The group, which includes the interests of all ACT agencies with a stake in catchment management, also includes independent experts. The catchment management group is chaired by Dr Gary Jones, head of the Ewater Cooperative Research Centre, with members having experience in health policy, environmental resource management, ACT Forests, Namadgi Park, ACTEW, Environment ACT and the Office of Sustainability.

The Cotter, when restored, will see a layered approach with the use of native vegetation, grasses, shrubs and canopy trees protecting the immediate riparian areas of the catchment. Reafforestation in those areas will complement the catchment management for supply of quality water and the reintroduction of native vegetation to other areas. The government is continuing to monitor and, where necessary, revise or finetune its strategies. This is happening now.

Officers have been in the field for some time undertaking various work and studies in the catchment. However, it should be noted that, while there is always room for improvement, the situation would have been much worse had we not acted at all. We remain committed to seeking and utilising all of the expertise available to us within the ACT, and indeed from within Australia, in relation to the appropriate response to the reafforestation, protection, maintenance and enhancement of our catchments, most particularly, of course, in the Cotter catchment.

This is not an issue that we have taken lightly. We have put enormous effort and resources into it. We are determined to achieve good, sustainable outcomes and we are determined to ensure that the paramount importance of our water supply and our water quality is not jeopardised by anything that we do in our response to restoring the catchments on which we rely. It is not something we have done lightly. We have taken the best advice available to us, the best advice in Australia, as well as internationally recognised advice from pre-eminent scientists and experts in these particular fields. We have acted on that advice, and we will continue to do so.
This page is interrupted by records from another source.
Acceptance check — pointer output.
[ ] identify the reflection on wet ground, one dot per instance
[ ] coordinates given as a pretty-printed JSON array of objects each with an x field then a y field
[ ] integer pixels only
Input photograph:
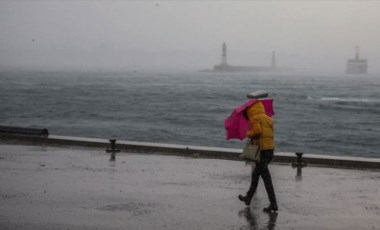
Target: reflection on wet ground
[
  {"x": 61, "y": 188},
  {"x": 252, "y": 219}
]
MRS DUNNE (Ginninderra) (4.22): The role of native vegetation is of considerable importance in managing water quality in catchments. I would have preferred Dr Foskey to come here with a matter of public importance in relation to managing catchments for water quality. Let us not just worry about whether we have native species or native vegetation.

The Chief Minister has given quite a fine exposition of some of the things that are planned in the Cotter catchment. Towards the end of his presentation he made an interesting point. He said that water quality and other matters should not be jeopardised by anything that we do. There are sins of omission, not just sins of commission and I would like to concentrate here on some of the things that we have failed to do in the past three or four years which have brought us to this sorry state.